00:05Bonsoir à tous ceux qui nous rejoignent.
00:07Voici les principaux titres de l'actualité ce jeudi.
00:10Depuis midi, la Moselle est en vigilance rouge canicule.
00:13Le CHR Mestionville a activé son plan hôpital en tension et plan blanc,
00:17avec un renfort des urgences et du nombre de lits notamment.
00:20Les communes s'adaptent aussi.
00:21Aujourd'hui, les écoles sont restées ouvertes,
00:23mais les parents étaient invités à garder leurs enfants.
00:26À Metz, elles seront toutes fermées demain, vendredi,
00:28avec 7 points d'accueil prévus.
00:30La loi intégrale contre les violences faites aux femmes et aux enfants
00:34franchit une nouvelle étape.
00:35Elle sera examinée à l'automne au Parlement.
00:38En Moselle, le député Belkir Belhadad, seul co-signataire,
00:40salue une première victoire pour ce texte
00:42qui prévoit 78 mesures en faveur des victimes.
00:48Puis sur le plateau de Moselle Info ce soir,
00:50Elisabeth Hiche, bonsoir.
00:51Bonsoir.
00:52On parlera des lieux de baignade en Moselle,
00:53ça sera dans quelques instants.
00:55Mais d'abord, coûts en forte hausse,
00:57tarifs bloqués depuis des années,
00:58entreprises qui ferment, les ambulanciers,
01:00alertes sur un risque d'effondrement.
01:02Bonsoir, Anthony Poirel.
01:04Bonsoir, merci de me recevoir ce soir.
01:07Pas de souci.
01:07Et de représenter la profession d'ambulanciers.
01:10C'est avec plaisir.
01:11Vous êtes le délégué régional de la Chambre nationale
01:13des services d'ambulances
01:14et représentant inter-fédération.
01:16Oui.
01:16Une mobilisation générale était prévue demain
01:19sur l'ensemble du pays.
01:21Avec la canicule, seul un rassemblement à Paris
01:23est finalement prévu.
01:25Aujourd'hui, qu'est-ce qui alimente le plus
01:27la colère des ambulanciers ?
01:29Oui, je voulais juste ajouter
01:31qu'on n'est pas là pour créer le chaos.

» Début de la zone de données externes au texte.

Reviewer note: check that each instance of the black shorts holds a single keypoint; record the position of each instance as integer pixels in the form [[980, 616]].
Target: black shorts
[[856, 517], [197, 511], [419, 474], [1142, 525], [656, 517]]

01:32Vous l'avez bien dit.
01:33On avait un mouvement qui était décidé
01:36sur l'ensemble de la France.
01:37On n'a retenu que Paris.
01:39Donc, on assure nos urgences.
01:44On assure nos prestations auprès de nos patients
01:46en cas de canicule.
01:48Donc, voilà.
01:48Oui, dans cette période qui est très compliquée
01:50pour tout le monde.
01:51Donc, concernant nos revendications,
01:53le 8 avril, on les avait déjà présentées
01:56au ministère avec déjà une mobilisation.
01:59Nous, ce qu'on veut, c'est déjà une mise en œuvre rapide
02:02de mesures économiques exceptionnelles avant l'été
02:05pour éviter que des entreprises disparaissent
02:07donc à la rentrée.
02:09On veut également que...
02:11Alors, je vous arrête.
02:12Quelles sont ces mesures économiques concrètement ?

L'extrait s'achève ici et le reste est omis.